Admitting your relationship is unhealthy is the first step to ending it. You, as the other partner, make up 50% of the relationship itself, and that means your decisions and choices are just as important as the other person. To end said relationship, you need to establish within yourself whether communication is clear, and whether or not you can talk to the other person about how you're feeling. If you can, tell them you don't believe this is working, and break it off. If communication is not an option, reach out to family, friends, or even the police/a hotline for help if the relationship you're currently in is fatal to you and your health.
You can end an unhealthy relationship by having a serious conversation with the other person regarding the factors that contributes to your relationship in becoming unhealthy. Being in an unhealthy relationship will cause you to lose yourself, that would just worsen the situation you have in a relationship and make it more unhealthy. It'll be better to have some space for the two individuals involve in an unhealthy relationship for them to have a good state of mind so they can think properly of the best solutions whether they could still save their relationship or they can save their selves by letting it go for the better.
Stay true to yourself, look at what you need out of a relationship and see if this person is A: able and B: willing to give you these things or at the very least try to get there with you...
being honest with your partner can be beneficial, possibly talking with someone who understands your experiance or can give you advice - a doctor for example. Make sure to put yourself first and not let others make any decisions for you. I hop you are well and things begin to turn around for you, sending you love and support in this time.
Have a conversation, explain how your feeling and that you need space and you need to come out of the situation. If the situation is worse at this point - completely leave without saying a word.
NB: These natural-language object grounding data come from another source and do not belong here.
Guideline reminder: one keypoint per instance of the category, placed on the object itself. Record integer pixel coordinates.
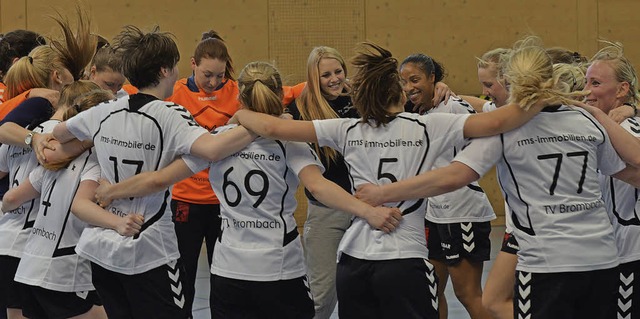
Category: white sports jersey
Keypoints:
(403, 148)
(488, 107)
(623, 207)
(467, 204)
(259, 239)
(131, 135)
(15, 225)
(548, 172)
(49, 260)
You tell the person you are breaking up with them and don't speak to the person and you move on and it depends on what type of relationship if its family then if they're toxic you move away from them and block all contact
We all deserve somone who really loves you. And i don't think in an unhealthy relationship, the person loves you. They are looking to manipulate and control you. I don't see a point in why anyone should stay in an unhealthy relationship. But i also understand it's about the feelings we have for that person. To end a relationship with someone you are not happy with but is in love with is hard. It takes so much strength to do it. But just understand that it's not love from the other person no matter what they say. Don't think it's your fault cos the other person says so. They are just trying to be manipulative and blame you for everything they do. You deserve to be happy and with someone who loves you. So leave the person no matter how hard it may seem like. It is definitely for the better. You would definitely realise that sooner or later.❤️
A way you could end an unhealthy relationship is to set a time and place for you to speak your peace in a public setting. As your speaking with your partner make sure to be completely honest in speak very clearly when you are trying to express your feelings and reasonings of why you want to end the relationship. Allow him to speak his peace as well and then agree that this will be the last time you interact. In a unhealthy relationship it is best to cut off all ties completely. If you are not clear with your intentions he could get the impression that there is still a chance so it is best for both to agree that this is the end.